Avevano aiutato i lavoratori a organizzarsi per chiedere migliori condizioni di vita e soprattutto di salario ed erano stati arrestati con l’accusa infamante di avere organizzato disordini sociali e di aver accettato tangenti e mazzette da ipotetici stati stranieri che avrebbero l’interesse di destabilizzare la Cina.

Utilizzare questi strumenti di accusa – ammessi poi in sede processuale da imputati lasciati in balia della sola accusa e senza alcuna possibilità vera di difendersi – è la «cifra» del governo da parte di Xi Jinping, la cui opera anti corruzione è servita anche per eliminare parecchi nemici politici.

In questo caso non si tratta di bloccare chi mina la sua leadership, quanto fermare sul nascere un potenziale movimento organizzato di lavoratori che potrebbe finire per creare dei problemi sociali in Cina.

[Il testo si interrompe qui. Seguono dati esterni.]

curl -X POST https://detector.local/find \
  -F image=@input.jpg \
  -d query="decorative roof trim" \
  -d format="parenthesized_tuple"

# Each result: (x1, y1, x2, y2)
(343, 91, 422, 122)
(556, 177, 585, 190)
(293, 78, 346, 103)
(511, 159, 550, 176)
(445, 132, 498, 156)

L’economia infatti rallenta e non sembra poter più reggere i ritmi degli anni scorsi, mentre il passaggio epocale del paese a un’economia trainata dal mercato interno stenta a decollare. Di questo «passaggio» ne fanno le spese proprio le classi più deboli lavoratori compresi.

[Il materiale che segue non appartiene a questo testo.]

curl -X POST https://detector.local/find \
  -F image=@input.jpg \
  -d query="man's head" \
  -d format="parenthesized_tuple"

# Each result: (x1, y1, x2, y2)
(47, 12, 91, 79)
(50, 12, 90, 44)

Chi tenta di organizzare il discontento, dunque, va punito, subito. I sindacalisti sono tra i più colpiti delle politiche repressive di Pechino. In Cina non sono ammessi sindacati indipendenti ad eccezione della All-China Federation of Trade Union, che però viene spesso accusata – giustamente – di essere filo governativa e di non avere in realtà alcun ruolo di negoziazione o difesa o rivendicazione dei diritti da parte dei lavoratori, specie in tema di aumenti salariali e migliori condizioni di lavoro.

I tre condannati, in particolare, sono accusati di aver aiutato i lavoratori nella provincia meridionale di Guangdong a organizzarsi per ottenere il pagamento dei salari e dei benefici non pagati in occasione di controversie con i datori di lavoro, ma sono stati condannati per «ignorare le leggi nazionali e aver organizzato manifestazioni di massa che hanno turbato l’ordine sociale».

La sentenza del tribunale arriva nel mezzo di ciò che i gruppi organizzati per i diritti umani e del lavoro hanno definito una campagna «senza precedenti» di arresti di attivisti sindacali, all’interno di un più ampio giro di vite sul dissenso che ha visto centinaia arrestati e decine di imprigionati da quando il presidente Xi Jinping è salito al potere.

La Xinhua ha riportato a suo modo la notizia, sostenendo che i sindacalisti in realtà avrebbero «incitato incitare i lavoratori a colpire, creare un impatto sociale, interferire con le fabbriche e la loro normale produzione, disturbando l’ordine sociale».

Zeng e altri attivisti avrebbero costretto i leader fabbriche alla loro sottomissione e «incitato i lavoratori a circondare le forze dell’ordine, provocando un impatto molto negativo sulla società».